Теперь расскажу о страшном его и матери, всех нас, горе, когда зимой 1904–1905 года сгорела часть коллекций музея (очевидно, та деревянная скульптура, которую и заказывали в Германии). Мне кажется, это было на Рождество, потому что отец был с нами во Фрейбурге. Телеграмма. Отец молча передает матери. Помню ее задохнувшийся, захлебнувшийся голос, без слов, кажется: «А-ах!» И отцовское — она тогда была уже очень больна — умиротворяющее, смиренное, бесконечно-разбитое: «Ничего. Даст Бог. Как-нибудь». (Телеграмма, сгоряча, была: музей горит.) И его безмолвные слезы, от которых мы с Асей, никогда не видевшие его плачущим, в каком-то ужасе отвернулись.

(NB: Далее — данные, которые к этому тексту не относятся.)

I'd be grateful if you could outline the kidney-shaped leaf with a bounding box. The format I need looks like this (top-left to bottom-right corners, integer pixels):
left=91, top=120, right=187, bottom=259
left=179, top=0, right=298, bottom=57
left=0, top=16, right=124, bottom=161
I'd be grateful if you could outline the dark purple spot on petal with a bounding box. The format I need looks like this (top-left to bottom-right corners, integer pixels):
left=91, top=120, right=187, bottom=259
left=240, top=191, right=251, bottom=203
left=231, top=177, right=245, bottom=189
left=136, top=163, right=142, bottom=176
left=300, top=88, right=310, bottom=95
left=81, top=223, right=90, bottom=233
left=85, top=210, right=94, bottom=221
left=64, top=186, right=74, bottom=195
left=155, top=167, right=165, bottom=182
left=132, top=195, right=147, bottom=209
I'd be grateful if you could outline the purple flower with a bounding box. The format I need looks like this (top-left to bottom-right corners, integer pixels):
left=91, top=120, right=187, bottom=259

Мать до последней секунды помнила музей и, умирая, последним голосом, из последних легких пожелала отцу счастливого завершения его (да и ее!) детища. Думаю, что не одних нас, выросшими, видела она предсмертным оком.
Говоря о матери, не могу не упомянуть ее отца, моего деда, Александра Даниловича Мейна, еще до старушкиных тысяч, до клейновского плана, до всякой зримости и осязаемости, в отцовскую мечту — поверившего, его в ней, уже совсем больным, неустанно поддерживавшего и оставившего на музей часть своего состояния. Так что спокойно могу сказать, что по-настоящему заложен был музей в доме моего деда, А. Д. Мейна, в Неопалимовском переулке, на Москве-реке. Все они умерли, и я должна сказать.
Август 1933
Лавровый венок
(Памяти проф. И. В. Цветаева)
Года за два до открытия музея отцу предложили переехать на казенную директорскую квартиру, только что отстроенную. «Подумайте, Иван Владимирович, — соблазняла наша старая экономка Олимпиевна, — просторная, покойная, все комнаты в ряд, кухня тут же — и через двор носить не нужно, электричество и ламп наливать не нужно, и ванна — и в баню ходить не нужно — все под рукой… А этот — сдать…» — «Сдать, сдать! — с неожиданным раздражением отозвался отец. — Я всю жизнь провел на высокой ноте! — И, уже самому себе, отъединенно: — В этом доме родились все мои дети… Сам тополя сажал… — И совсем уже тихо, почти неслышно, а для экономки и вовсе непонятно: Я на это дело положил четырнадцать лет жизни… Зачем мне электричество?! А квартиру отдать семейным служащим, как раз четыре квартирки выйдут, отличные… Две комнаты и по кухонке…» — Так и было сделано.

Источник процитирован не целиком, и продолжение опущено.